"It looks...different" said my ex-boyfriend, upon seeing that I'd cut off my shoulder-length dark hair into a shorn look inspired by Michelle Williams and the never-ending encouragement of my already pixie-cut friend Hannah. Different? "No shit?" I replied. Of course it looked different. It was different by six inches. He followed with another classic: "I just can't believe you cut it. It's gone."
Change is hard. I get it. But hair grows back, and it's a style choice in the same way a tee-shirt or a piercing is. I'm among what seems to be a small constituent of people who think that a short haircut on a girl isn't shockingly unnatural. My mom had a pixie cut in college, blown out and big from the winds of the '80s. Women in the '50s sported shorter bee-hived coifs, taken up from the chin-length bob that was essential in the '20s and '30s. So what's with our new obsession with less-than-luscious locks?
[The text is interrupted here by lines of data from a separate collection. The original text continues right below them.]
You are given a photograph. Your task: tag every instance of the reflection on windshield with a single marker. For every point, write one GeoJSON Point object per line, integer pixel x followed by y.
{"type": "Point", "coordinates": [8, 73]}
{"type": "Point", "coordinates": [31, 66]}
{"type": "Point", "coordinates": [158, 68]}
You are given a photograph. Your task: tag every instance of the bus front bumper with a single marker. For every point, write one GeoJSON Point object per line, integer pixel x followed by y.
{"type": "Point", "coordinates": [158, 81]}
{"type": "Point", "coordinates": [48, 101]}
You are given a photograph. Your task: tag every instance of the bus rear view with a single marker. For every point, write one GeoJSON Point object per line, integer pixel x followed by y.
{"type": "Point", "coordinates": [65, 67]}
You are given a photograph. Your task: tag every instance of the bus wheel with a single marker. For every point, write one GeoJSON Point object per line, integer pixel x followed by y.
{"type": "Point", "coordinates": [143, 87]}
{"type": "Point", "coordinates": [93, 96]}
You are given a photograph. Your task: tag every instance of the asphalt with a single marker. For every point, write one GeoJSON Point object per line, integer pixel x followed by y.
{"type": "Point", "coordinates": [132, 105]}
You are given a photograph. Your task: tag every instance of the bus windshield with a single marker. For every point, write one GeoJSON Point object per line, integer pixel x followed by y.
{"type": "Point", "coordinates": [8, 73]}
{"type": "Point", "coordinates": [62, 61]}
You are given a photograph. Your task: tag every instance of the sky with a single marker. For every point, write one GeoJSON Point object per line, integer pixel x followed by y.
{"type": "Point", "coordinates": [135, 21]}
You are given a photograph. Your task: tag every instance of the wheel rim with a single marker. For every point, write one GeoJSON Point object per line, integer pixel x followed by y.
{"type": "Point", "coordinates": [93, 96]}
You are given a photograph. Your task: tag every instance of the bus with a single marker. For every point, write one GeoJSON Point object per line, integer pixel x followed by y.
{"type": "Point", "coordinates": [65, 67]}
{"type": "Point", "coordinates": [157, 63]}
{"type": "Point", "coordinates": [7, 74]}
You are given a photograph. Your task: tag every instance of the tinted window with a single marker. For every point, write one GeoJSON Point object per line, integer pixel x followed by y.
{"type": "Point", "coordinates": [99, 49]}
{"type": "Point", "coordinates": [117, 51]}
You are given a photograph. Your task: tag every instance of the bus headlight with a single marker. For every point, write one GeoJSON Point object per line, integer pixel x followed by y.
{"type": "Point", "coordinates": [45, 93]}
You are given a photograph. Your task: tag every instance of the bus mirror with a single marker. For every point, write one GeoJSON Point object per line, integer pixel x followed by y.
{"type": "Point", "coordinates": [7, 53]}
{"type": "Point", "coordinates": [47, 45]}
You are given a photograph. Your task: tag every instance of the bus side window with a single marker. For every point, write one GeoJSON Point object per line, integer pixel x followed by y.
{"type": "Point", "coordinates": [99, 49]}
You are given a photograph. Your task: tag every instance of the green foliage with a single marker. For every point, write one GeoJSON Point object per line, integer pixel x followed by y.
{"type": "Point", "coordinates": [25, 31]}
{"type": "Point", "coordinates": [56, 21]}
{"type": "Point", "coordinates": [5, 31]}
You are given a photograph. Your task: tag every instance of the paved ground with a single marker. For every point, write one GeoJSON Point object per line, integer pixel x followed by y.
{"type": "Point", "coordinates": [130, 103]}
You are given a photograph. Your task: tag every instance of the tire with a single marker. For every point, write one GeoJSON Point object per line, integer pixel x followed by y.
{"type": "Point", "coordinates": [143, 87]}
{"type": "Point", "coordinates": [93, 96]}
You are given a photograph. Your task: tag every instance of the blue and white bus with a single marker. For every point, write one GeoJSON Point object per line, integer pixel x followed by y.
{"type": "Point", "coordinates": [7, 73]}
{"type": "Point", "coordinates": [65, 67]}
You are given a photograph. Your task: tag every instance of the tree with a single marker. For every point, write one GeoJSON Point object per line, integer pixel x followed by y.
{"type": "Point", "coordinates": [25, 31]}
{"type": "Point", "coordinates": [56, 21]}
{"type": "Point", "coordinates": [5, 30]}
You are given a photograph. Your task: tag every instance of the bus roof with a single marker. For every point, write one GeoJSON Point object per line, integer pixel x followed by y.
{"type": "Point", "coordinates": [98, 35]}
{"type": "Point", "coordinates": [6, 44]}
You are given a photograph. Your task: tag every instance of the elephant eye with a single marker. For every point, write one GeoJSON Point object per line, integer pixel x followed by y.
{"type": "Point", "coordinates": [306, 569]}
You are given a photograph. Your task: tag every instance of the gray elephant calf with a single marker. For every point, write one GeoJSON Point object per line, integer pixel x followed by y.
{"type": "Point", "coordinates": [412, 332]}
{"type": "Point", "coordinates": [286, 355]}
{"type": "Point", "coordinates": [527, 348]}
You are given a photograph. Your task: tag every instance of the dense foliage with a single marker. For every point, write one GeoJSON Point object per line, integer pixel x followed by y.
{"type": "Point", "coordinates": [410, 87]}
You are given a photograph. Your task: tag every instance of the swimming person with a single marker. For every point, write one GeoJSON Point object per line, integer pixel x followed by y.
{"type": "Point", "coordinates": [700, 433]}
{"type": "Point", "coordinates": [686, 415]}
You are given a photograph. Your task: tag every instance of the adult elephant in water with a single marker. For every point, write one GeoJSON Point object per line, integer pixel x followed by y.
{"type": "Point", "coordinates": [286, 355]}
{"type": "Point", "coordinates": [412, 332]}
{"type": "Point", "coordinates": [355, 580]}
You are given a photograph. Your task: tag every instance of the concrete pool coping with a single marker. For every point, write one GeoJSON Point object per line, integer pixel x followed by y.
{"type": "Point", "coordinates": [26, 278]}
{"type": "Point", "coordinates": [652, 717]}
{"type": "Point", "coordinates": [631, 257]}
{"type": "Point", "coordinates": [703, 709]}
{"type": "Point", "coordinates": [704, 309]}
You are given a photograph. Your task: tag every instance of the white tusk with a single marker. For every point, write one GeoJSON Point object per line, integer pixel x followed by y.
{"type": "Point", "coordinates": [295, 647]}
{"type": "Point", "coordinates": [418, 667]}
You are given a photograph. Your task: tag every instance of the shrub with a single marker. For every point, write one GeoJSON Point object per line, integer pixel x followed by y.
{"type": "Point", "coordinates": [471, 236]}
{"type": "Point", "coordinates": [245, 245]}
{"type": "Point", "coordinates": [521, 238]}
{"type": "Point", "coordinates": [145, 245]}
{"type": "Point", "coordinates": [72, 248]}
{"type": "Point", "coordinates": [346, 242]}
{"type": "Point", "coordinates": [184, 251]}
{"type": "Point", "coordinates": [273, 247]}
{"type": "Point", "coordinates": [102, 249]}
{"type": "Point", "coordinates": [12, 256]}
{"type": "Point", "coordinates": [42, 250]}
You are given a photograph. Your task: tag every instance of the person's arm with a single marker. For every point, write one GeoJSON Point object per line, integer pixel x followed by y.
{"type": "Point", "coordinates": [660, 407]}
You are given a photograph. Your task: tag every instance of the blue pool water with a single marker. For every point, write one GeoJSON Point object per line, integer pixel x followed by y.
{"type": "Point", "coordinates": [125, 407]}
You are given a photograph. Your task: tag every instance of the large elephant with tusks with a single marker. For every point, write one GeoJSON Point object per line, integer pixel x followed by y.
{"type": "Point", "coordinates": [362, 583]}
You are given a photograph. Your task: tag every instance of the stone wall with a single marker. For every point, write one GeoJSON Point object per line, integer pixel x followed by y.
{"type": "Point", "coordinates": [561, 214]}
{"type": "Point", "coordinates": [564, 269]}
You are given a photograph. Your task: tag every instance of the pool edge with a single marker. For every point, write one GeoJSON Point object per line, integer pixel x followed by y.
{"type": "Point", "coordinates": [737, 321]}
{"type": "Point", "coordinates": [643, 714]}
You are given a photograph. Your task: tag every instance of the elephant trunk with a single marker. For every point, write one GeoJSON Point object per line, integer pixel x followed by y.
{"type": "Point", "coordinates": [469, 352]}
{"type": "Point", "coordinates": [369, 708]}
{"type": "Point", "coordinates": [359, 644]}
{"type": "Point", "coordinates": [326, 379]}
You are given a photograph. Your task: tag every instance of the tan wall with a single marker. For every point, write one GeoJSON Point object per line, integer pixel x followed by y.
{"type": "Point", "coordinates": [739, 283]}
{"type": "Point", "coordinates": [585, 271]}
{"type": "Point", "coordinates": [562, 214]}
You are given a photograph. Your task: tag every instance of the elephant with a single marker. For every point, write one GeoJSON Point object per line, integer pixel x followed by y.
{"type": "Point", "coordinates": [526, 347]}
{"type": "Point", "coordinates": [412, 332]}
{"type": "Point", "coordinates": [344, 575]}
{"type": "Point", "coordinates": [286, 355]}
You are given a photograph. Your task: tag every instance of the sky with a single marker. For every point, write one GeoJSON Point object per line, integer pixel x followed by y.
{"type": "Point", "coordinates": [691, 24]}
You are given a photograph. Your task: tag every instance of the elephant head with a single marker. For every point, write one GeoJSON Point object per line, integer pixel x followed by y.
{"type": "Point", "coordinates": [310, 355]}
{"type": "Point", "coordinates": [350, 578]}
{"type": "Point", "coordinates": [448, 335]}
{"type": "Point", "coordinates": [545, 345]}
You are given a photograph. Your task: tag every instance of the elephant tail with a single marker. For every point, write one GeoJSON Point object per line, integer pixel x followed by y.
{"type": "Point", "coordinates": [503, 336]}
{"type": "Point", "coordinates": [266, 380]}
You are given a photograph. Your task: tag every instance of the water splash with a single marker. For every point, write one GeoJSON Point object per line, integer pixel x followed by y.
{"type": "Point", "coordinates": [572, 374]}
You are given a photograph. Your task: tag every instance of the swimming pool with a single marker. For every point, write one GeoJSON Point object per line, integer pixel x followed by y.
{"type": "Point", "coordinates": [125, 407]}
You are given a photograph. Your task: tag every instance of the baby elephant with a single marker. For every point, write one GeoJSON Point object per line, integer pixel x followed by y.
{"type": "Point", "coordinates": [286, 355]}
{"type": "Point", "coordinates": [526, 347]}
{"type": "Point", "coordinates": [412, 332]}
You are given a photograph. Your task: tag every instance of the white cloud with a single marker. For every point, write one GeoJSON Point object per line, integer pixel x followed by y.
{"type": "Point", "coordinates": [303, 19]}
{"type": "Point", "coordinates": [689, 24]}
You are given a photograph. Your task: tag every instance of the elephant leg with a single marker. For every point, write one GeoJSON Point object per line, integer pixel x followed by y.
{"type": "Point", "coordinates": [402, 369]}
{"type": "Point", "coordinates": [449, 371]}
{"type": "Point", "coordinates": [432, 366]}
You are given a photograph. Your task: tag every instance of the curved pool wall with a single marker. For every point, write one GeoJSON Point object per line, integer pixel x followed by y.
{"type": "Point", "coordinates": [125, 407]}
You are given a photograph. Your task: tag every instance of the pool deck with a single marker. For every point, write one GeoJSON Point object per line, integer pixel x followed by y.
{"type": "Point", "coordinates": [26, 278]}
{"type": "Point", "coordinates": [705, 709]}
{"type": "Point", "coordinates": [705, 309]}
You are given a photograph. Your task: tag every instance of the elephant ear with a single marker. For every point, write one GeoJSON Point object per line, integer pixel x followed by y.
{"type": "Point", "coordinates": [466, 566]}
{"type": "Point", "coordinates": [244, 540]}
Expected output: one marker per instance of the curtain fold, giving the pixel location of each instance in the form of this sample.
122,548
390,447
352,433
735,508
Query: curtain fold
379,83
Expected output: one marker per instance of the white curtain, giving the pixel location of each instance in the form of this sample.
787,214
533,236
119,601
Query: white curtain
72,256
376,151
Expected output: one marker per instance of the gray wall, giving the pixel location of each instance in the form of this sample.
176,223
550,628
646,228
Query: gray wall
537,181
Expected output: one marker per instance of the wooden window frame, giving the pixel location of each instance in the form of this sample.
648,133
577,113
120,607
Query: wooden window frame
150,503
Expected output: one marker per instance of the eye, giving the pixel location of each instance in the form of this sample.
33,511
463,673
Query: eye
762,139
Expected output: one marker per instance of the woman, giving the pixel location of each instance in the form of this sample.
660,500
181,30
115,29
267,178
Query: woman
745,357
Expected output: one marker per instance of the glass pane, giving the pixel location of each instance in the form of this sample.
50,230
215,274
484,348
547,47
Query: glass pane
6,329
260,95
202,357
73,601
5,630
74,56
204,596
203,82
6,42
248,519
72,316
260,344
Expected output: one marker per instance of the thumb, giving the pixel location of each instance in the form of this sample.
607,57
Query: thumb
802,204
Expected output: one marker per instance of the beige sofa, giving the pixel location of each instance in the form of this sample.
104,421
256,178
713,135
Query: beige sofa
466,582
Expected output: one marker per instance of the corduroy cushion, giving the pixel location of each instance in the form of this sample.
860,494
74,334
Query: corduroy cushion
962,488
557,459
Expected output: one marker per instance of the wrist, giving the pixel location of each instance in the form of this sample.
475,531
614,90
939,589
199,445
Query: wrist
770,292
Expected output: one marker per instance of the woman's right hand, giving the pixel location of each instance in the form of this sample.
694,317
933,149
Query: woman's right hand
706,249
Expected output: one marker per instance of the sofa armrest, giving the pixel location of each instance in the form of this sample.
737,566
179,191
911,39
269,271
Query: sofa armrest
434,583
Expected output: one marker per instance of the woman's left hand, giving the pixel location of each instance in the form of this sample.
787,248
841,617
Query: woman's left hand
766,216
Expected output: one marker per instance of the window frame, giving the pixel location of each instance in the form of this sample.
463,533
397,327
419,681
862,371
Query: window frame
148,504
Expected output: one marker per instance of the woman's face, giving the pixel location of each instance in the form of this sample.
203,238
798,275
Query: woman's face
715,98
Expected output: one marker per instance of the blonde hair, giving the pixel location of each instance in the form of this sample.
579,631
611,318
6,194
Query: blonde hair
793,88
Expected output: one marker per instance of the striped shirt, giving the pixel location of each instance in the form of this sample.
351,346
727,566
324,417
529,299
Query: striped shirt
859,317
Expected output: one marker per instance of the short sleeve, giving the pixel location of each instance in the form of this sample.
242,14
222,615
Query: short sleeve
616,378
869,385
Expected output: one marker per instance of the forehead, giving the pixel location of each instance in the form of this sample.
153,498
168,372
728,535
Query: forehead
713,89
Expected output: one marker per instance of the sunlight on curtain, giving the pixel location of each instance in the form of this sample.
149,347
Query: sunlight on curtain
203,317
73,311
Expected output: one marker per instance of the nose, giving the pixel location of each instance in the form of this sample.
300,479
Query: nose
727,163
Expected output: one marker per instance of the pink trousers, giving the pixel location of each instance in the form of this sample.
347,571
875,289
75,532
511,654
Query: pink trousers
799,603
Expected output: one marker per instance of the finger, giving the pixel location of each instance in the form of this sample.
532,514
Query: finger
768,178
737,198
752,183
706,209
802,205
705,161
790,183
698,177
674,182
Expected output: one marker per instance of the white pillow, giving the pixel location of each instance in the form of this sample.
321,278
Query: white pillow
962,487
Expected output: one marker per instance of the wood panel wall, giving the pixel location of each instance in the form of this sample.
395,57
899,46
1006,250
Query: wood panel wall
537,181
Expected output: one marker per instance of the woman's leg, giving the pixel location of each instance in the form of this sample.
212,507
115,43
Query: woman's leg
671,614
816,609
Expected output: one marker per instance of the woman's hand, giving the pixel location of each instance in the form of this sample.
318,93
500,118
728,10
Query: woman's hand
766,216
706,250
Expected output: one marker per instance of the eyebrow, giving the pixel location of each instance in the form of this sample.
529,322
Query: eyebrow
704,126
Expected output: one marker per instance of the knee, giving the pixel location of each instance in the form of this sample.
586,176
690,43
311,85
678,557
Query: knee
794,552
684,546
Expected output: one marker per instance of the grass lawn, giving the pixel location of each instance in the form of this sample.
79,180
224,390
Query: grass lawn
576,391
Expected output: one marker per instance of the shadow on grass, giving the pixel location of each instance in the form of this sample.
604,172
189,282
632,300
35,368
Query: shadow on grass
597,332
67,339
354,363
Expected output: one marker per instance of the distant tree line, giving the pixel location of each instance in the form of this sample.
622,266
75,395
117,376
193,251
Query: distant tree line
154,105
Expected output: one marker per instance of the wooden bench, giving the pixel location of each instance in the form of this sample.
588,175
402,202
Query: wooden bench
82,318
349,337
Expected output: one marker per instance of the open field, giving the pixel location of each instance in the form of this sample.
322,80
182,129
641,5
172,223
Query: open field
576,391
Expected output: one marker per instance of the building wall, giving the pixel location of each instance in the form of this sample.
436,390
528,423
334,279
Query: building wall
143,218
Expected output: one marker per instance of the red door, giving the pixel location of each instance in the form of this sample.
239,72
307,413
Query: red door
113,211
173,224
And why does Miley Cyrus' now-amputated bun have its own twitter account?
Currently, 23,000 people are following Miley's Bun, a parody account in tribute to her new haircut. While the idea is hilarious, the real horror displayed by emotional fans on Twitter is kind of disturbing. From comparing her hair to a dead rat to homophobic slurs, it seems that no one has something nice or normal to say about her head.
Perhaps it's just social media that heightens the backlash on the pixie. But I can't help but notice that it went from a normal, en vogue look that Audrey Hepburn sported to what many ignorant people associate with being a lesbian. It's a pigeonholing stereotype, just like anything else associated simply with someone's physical features.
I'm not saying pixie cuts look great on everyone, or that they tend to be worn in a more daring fashion. It's cool that they've become so diverse, from shaved patches to classic shags. But in the end, hairstyle isn't a signification of gender, sexual orientation or going insane, as many have cited as the reason for Miley's haircut. It's just hair. Calm down.